When in 2019, Facebook deactivated the accounts of at least 60 activists in Tunisia, it passed it off as “a technical error” stating: “we recently removed a small number of profiles, which have now been restored. We were not trying to limit anyone’s ability to post or express themselves, and apologise for any inconvenience this has caused.” Then in 2021, there were reports of an increased state-initiated crackdown on social media activists who shared critical opinions about the government online and called for protests.
In Uganda, ahead of the January 13, 2021 election, Facebook suspended the accounts of a number of government officials for what it described as Coordinated Inauthentic Behaviour (CIB) aimed at manipulating public debate ahead of key elections. A similar stance was taken by Twitter which also suspended accounts targeting the election. The Ugandan government immediately responded by blocking social media access before shutting down the entire internet, echoing sentiments similar to those expressed by social media platforms.
Although states and platforms alike are tackling problematic content concerns, a “one size fits all” may serve to exclude rather than include members of the digital society.
In 2018, Facebook announced that it planned to prioritise high-quality news on the platform by allowing its users to rank news sources that they deemed as the most credible and trustworthy. The countries where the ranking works include Brazil, France, Germany, India, Italy, Spain, the US, and the UK.
As such, David Kaye, former Special Rapporteur of Freedom of Information echoed the sentiments of many when he asked, “What will Mark Zuckerberg do when the needs of the community, in what it determines is trusted news, are different from what the government determines? Who will Facebook side with?” To date, no African countries have been included in the news ranking approach where their exposure to the whims of State online content regulation is particularly high especially during times of public protest and elections – which often coincide with increased levels of misinformation and disinformation from multiple fronts.

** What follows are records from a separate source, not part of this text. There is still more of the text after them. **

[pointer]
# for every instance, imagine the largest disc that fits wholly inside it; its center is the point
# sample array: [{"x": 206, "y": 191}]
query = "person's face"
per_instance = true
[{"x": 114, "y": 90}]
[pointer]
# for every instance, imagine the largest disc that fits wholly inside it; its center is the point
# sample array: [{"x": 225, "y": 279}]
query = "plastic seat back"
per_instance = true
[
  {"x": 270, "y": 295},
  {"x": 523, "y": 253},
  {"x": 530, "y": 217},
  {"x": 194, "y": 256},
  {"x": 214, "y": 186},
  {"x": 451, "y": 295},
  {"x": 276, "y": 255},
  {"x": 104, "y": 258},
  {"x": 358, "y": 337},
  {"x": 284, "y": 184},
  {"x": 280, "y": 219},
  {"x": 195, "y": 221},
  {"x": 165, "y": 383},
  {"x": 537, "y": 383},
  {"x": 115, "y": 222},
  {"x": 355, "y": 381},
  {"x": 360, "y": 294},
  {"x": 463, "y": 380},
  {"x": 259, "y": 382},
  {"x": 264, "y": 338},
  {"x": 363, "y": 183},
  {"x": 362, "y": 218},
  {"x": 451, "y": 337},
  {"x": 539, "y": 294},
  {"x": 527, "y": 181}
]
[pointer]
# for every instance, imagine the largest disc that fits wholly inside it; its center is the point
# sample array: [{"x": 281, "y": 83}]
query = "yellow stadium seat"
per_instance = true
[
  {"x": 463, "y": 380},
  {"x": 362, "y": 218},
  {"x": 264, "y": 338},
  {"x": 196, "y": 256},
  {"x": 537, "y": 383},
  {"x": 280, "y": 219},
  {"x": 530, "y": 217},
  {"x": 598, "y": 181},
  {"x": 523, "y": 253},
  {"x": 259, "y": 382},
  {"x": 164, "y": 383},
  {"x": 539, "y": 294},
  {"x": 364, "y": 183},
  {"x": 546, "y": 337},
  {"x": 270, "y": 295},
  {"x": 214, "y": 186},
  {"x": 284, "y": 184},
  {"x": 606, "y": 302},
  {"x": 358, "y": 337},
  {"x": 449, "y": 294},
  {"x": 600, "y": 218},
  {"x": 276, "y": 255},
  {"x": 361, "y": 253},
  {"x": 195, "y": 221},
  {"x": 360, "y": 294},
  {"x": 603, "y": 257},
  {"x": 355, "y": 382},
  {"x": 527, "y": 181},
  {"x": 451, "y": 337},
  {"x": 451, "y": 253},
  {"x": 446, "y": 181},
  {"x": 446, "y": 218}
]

Unlike states who have made it blatantly obvious whose interests they serve in their content moderation stance, the interests of platforms remain a grey area despite their continued insistence of working against misinformation and fake news. With content as a business model, accompanied by increasingly shrewd algorithms, platforms are caught doing a balancing act between being content gatekeepers and maintaining profits – both of which appear to be incompatible with digital rights. However, platforms are driven by advertising revenues heavily reliant on content algorithms, thus the interests of big business likely surpass the interests of users.
As internet access on the continent continues to grow, African media is faced with challenges that were non-existent 30 years ago. Meanwhile, content increasingly curated by states or platforms also introduces a dynamic for the viability of the media as the concept of the content creator and information gatekeeper is changing.
Perhaps, now is the time to revisit some of the principles of the Windhoek Declaration given the new realities of governments, the media, and global platforms in Africa.